A package that can be used to find out how well the epitopes in a patient's virus' will be recognized by the HLA's present in the patient.
There are two ways to install EpitopeMatcher:
- Use podman which is a container system build on docker. (this is the easy way)
- Install it into your OS like 'normal' software.
Install podman on your computer: https://podman.io/getting-started/installation
Optionally follow rootless mode instructions if you are a root user and want regular users of your system to be able to run EpitopeMatcher environments securely on their own.
Note: Podman is completely optional if you already have Docker installed. Podman will however take presidence if both are installed.
Clone the EpitopeMatcher repo:
git clone https://github.com/philliplab/EpitopeMatcher
Use the EpitopeMatcher (etm
) script to build the container and serve the shiny app:
cd EpitopeMatcher
./etm -h
./etm build
./etm serve
Big thanks to Dean Kayton (https://github.com/dnk8n) for contributing the container file and etm
script.
Make sure you have a recent version of R. Follow the instructions in the following link to set up the correct repositiory for apt: http://stackoverflow.com/questions/10476713/how-to-upgrade-r-in-ubuntu.

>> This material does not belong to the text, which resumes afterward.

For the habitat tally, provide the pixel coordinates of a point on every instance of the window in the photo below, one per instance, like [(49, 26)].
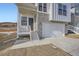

Make sure that both r-base and r-base-dev is installed
sudo apt-get install r-base r-base-dev
Next, install devtools' depedancies with apt-get:
sudo apt-get install libssl-dev libxml2-dev libcurl4-gnutls-dev
Then, from within R, install devtools and the BioConductor dependencies:
install.packages('devtools', repo = 'http://cran.rstudio.com/')
if (!requireNamespace("BiocManager", quietly = TRUE))
install.packages("BiocManager")
BiocManager::install("Biostrings")
Finally install the latest version of shiny and then EpitopeMatcher:
library(devtools)
install_github('rstudio/shiny')
install_github('philliplab/EpitopeMatcher')
To run the web UI:
library(EpitopeMatcher)
run_EpitopeMatcher_app()
To get some test data:
library(EpitopeMatcher)
get_set_of_test_data()
or download it from Test Data
The test data consists of 3 sample files:
- test_patient_hla_genotypes.csv as produced by get_test_patient_hla_data() which contains the details of the patient's HLA genotype.
- test_lanl_hla_data.csv as produced by get_test_lanl_hla_data() which contains the details of the hla genotypes (location in the genome, epitope etc).
- test_query_alignment.fasta as produced by get_test_query_alignment() which contains an alignment of sequences of the patient's quasispecies to HXB2.
To use EpitopeMatcher in an R session, see the help file of these functions:
- read_lanl_hla
- read_patient_hla
- read_query_alignment
- match_epitopes
Docker not available right now: Alternatively it can also be obtained using docker:
match_epitopes()
list_scores_to_compute()
score_all_epitopes()
output_results()
list_scores_to_compute()
matched_patients = match_patient_hla_to_query_alignment()
flat_lanl_hla = flatten_lanl_hla()
build_scoring_jobs(matched_patients, matched_hlas)
build_scoring_jobs(matched_patients, lanl_hla_data)
jobs = NULL
for (mp in matched_patients)
hla_details = get_hla_details(mp$..., lanl_hla_data)
jobs = c(jobs,
.Scoring_Job(hla_genotype,
patients,
hla_details))
score_all_epitopes()
for (job in …)
score_epitope()
score_epitope()
find_epitope_in_ref()
if not found()
log_epitope_not_found()
if found()
get_query_sequences()
align_ref_epitope_to_query_seqs()
log_epitope_found()
- The input data is named and used in this order:
- query_alignment
- patient_hla
- lanl_hla
- The way to refer to a query sequence is by it's full FASTA header. Not the patient_id extracted from it nor it's position (index) in the alignment.
- Error Logging. Probably not the best design, but it should be good enough. Let each function that should log errors return as output a list with elements: 'msg', 'result', and 'error_logs' where 'error_logs' is again a list each of whom's elements is a data.frame that logs a specific type of error. This design should allow the users to inspect the error logs in EXCEL quite comfortably. A better design might be to produce traditional logs using a standard logging library and then to process those logs at a later stage in easy to analyze formats, but in the short term this is more work.